# Help! - will this local football team marketing idea work for our printing business?



## favabean1982 (Dec 4, 2007)

Hey all. My co-worker and I have to pitch this to my boss today and we could really use some help. Basically, we're looking to make an invetment by taking part in a business alliance with a local indoor football team. This investment will allow us to heavily prmote our screenprinting/embroidery company via a banner to be displayed at every home game, an advertisement in the team's program, a link on their official web site and possibly a public address announcement at every home game, as well.

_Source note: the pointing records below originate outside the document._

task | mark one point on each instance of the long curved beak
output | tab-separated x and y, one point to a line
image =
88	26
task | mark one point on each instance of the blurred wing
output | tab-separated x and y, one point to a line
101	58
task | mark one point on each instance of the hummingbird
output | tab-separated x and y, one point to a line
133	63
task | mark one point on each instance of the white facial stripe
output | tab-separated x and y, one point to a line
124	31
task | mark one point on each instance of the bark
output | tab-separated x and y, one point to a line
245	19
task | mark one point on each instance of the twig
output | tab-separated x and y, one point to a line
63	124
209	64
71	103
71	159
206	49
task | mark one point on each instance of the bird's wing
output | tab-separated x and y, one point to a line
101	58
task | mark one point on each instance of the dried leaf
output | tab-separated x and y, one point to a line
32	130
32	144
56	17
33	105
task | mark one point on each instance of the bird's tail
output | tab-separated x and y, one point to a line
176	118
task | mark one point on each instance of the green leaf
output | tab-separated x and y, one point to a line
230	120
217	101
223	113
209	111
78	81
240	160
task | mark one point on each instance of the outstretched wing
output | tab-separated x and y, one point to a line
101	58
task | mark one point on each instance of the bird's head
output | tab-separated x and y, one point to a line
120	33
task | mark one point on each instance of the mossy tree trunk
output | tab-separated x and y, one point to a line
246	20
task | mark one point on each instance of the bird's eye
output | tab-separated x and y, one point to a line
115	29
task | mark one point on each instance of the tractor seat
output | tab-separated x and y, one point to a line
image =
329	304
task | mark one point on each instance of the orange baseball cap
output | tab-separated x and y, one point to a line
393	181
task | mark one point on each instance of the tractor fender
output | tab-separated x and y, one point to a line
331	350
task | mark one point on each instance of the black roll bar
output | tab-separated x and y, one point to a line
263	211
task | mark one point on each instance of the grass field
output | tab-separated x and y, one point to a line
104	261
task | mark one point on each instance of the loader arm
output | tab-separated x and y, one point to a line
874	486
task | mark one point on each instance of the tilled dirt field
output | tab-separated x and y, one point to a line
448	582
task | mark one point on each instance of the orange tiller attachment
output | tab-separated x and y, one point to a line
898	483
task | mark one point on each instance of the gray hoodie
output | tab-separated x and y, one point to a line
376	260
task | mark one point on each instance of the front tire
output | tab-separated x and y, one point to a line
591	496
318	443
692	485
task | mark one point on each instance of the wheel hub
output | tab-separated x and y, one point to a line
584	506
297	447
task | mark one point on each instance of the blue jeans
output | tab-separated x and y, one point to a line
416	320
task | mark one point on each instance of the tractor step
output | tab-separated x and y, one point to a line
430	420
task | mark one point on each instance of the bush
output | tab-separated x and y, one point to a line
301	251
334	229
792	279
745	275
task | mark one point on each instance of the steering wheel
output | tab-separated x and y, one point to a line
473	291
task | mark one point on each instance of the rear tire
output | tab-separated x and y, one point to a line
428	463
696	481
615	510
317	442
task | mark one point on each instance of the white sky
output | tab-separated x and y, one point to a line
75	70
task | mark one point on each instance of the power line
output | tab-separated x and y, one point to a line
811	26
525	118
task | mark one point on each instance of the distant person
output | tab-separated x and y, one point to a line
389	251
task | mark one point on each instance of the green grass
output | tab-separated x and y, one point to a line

It sounds like a good plan that could lead to a number of different opportunities for us. 
My question is this. The boss wants to know how exactly this could make us money. The investment IS tax deductable, a we do get season tickets, but obviously neither of those things are enough. Any ideas? This is the team's first season, but they're already being promoted heavily even though the season doesn't begin until March. We really want to do this but need to know how this can make us money-it is this that will be the deciding factor for our boss. Help!


----------



## highstyleinc (Apr 4, 2007)

*Re: Help!*

I think you answered your own question. Your boss wants to know how this will make money. It's an investment. You won't make the money up front, but if you outline all your points as you just did, anyone can clearly see the potential it has!


----------



## Comin'OutSwingin (Oct 28, 2005)

*Re: Help!*

You are going to have to quantify your ROI to your boss. With this being the first year of the team in your area, that's going to be very difficult to do.

You boss is going to want to know how the money that's put into the sponsoring program is going to relate to revenue. Again, difficult, because you have no comparisons. Right now it's just a "hunch" that it can turn out well.

Nothing wrong with that, but certainly you can see the boss's point-or-view because it's the boss's money!

My suggestion would be to contact sponsors of the teams in other cities in the league that have sponsored for multiple seasons. See what they think of their ROI. Is it worth it? Hopefully, you can find a screen printing business in another city. 

Maybe a screen printing business isn't the right fit for this type of business sponsorship, and maybe it is. 

Personally, I wouldn't go in to pitch this idea today, unless today is the only day you have. You have LOTS of homework to do before you pitch THIS idea.

I do some sponsoring myself, and have held a couple of events that required me to get sponsors. It's not something that you go into lightly, and requires much research.

I suggest you do some more research about sponsoring. If you have the type of relationship with your boss that you can "throw out" the idea, then go back and do some research, maybe it can work. But before a definite answer is made, you need to find out more about it IMO.


----------



## Rodney (Nov 3, 2004)

*This thread discusses almost the same exact marketing scenario* and some things you may want to consider.


----------



## billm75 (Feb 15, 2007)

Ok, I've got to ask. What's the team's name and league affiliation? If they're part of the NIFL stay away....stay FAR away. I got burned by that league just last season.


----------